Karp argumenta que a compreensão visceral de Orwell sobre a natureza coletivista e autoritária do socialismo de Estado, bem como o início de seu reconhecimento de que isso era algo único – ou seja, o comunismo como uma forma de totalitarismo – remonta a 1936-37, quando ele visitou o norte da Inglaterra para estudar as condições da classe trabalhadora, resultando em O Caminho para Wigan Pier. Essa afirmação não é uma unanimidade. Por exemplo, o primeiro biógrafo de Orwell, Bernard Crick, em George Orwell: A Life (1980), julgou que Orwell retratou a si mesmo como um neófito político demais, argumentando que sua compreensão do marxismo e da ideologia da esquerda britânica era maior do que Orwell admitiu quando visitou Wigan. Karp está em terreno mais sólido com suas pesquisas mais recentes.

Não há dúvida de que o ponto de virada na formação política de Orwell ocorreu durante seu tempo lutando na Guerra Civil Espanhola nos primeiros meses de 1937. A Espanha consolidou tanto seu comprometimento com o que ele descreveu como “socialismo democrático conforme entendo” (Orwell sempre colocava letra maiúscula  no substantivo na frase) quanto sua percepção de que a natureza fundamental do comunismo era totalitária. Na Espanha, ele viu como as forças comunistas traíram a revolução e ficou indignado com o que chamou de “a servilidade dos chamados intelectuais” em sua desonestidade em relação ao comunismo.

Karp destaca um impacto significativo da experiência espanhola em Orwell. Foi lá que ele tomou consciência pela primeira vez de como a própria ideia de verdade objetiva poderia ser subvertida ao ver relatos de eventos que ele sabia que não eram verdadeiros, mas produzidos para propósitos políticos. Esse tema viria à tona como um elemento importante em 1984.

Karp ficou muito impressionada com o que ela chama de ” intuição ímpar” de Orwell, que o permitiu enxergar o que seus colegas da esquerda não viam – que a União Soviética era um regime totalitário pouco diferente do nazismo. Ele também compreendeu, ao contrário de poucos de seus camaradas de esquerda, que o comunismo não era uma ideia revolucionária, mas sim uma força contrarrevolucionária. Ela observa que alguns de seus colegas da esquerda demoraram anos para aprender isso, e alguns nunca aprenderam..

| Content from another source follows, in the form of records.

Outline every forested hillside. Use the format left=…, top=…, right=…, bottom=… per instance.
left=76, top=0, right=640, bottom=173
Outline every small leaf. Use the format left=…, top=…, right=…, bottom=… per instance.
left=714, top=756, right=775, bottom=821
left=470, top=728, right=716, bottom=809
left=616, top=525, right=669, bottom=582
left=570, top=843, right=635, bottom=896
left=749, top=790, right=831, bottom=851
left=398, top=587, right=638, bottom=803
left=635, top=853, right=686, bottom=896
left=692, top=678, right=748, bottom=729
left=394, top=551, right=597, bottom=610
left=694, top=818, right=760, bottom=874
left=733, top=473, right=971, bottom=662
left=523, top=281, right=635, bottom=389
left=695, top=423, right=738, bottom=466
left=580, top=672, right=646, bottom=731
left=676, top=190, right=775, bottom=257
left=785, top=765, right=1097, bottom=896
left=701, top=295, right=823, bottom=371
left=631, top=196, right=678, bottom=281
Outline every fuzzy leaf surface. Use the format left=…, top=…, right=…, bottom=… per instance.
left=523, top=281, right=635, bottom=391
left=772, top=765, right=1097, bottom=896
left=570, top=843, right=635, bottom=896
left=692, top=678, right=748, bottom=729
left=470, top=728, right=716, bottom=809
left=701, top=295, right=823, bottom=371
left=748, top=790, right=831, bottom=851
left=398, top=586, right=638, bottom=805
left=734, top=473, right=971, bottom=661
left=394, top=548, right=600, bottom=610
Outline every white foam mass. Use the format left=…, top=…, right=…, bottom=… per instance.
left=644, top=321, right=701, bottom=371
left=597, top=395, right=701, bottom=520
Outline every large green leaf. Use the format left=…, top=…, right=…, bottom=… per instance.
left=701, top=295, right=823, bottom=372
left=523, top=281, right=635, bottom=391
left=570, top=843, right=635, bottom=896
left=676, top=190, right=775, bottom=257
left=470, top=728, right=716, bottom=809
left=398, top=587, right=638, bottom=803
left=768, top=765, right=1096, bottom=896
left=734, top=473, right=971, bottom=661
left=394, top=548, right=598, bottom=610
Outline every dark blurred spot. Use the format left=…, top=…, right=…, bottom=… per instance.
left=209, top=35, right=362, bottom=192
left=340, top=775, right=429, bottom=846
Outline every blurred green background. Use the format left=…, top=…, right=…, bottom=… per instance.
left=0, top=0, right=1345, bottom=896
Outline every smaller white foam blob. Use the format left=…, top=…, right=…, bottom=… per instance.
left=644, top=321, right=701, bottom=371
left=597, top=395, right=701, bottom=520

Talvez a contribuição acadêmica mais impressionante e significativa neste estudo seja a descoberta de Karp em Moscou, em uma sede regional da polícia soviética, de um relatório de propaganda relacionado às atividades de Orwell na Espanha, acusando-o de “trabalho subversivo”. (Orwell havia lutado com uma milícia trotskista rotulada de traidora pelos soviéticos, e mais tarde sofreu um ferimento na garganta enquanto servia na Ofensiva de Aragão. Seus documentos foram apreendidos em uma busca pela polícia espanhola e entregues às autoridades comunistas soviéticas).

A “educação política” tardia de Orwell

Karp destaca o papel desempenhado por certas figuras em reforçar as lições da Espanha e moldar a “educação política” de Orwell sobre as tendências tirânicas do comunismo soviético, especialmente Franz Borkenau, Gleb Struve e Arthur Koestler. Eles ensinaram a Orwell as sutilezas da doutrina e prática comunistas, aguçando seu discernimento político. Escuridão ao Meio-Dia de Koestler também desempenhou um papel na formação de alguns dos conceitos que apareceriam em 1984, especialmente a maneira como o protagonista Rubashov aceita seu crime de pensamento, confessando para não trair o Partido. Struve trouxe a atenção de Orwell para a obra Nós de Zamyatin, o que ajudou a moldar a concepção de 1984 por Orwell. Karp acredita que foi Borkenau quem mais influenciou seu pensamento. Orwell havia feito uma resenha favorável de sua condenação do papel do comunismo na Guerra Civil Espanhola, The Spanish Cockpit, sem tradução para o potuguês , que o educou sobre as nuances da doutrina comunista e o funcionamento do sistema comunista na Rússia.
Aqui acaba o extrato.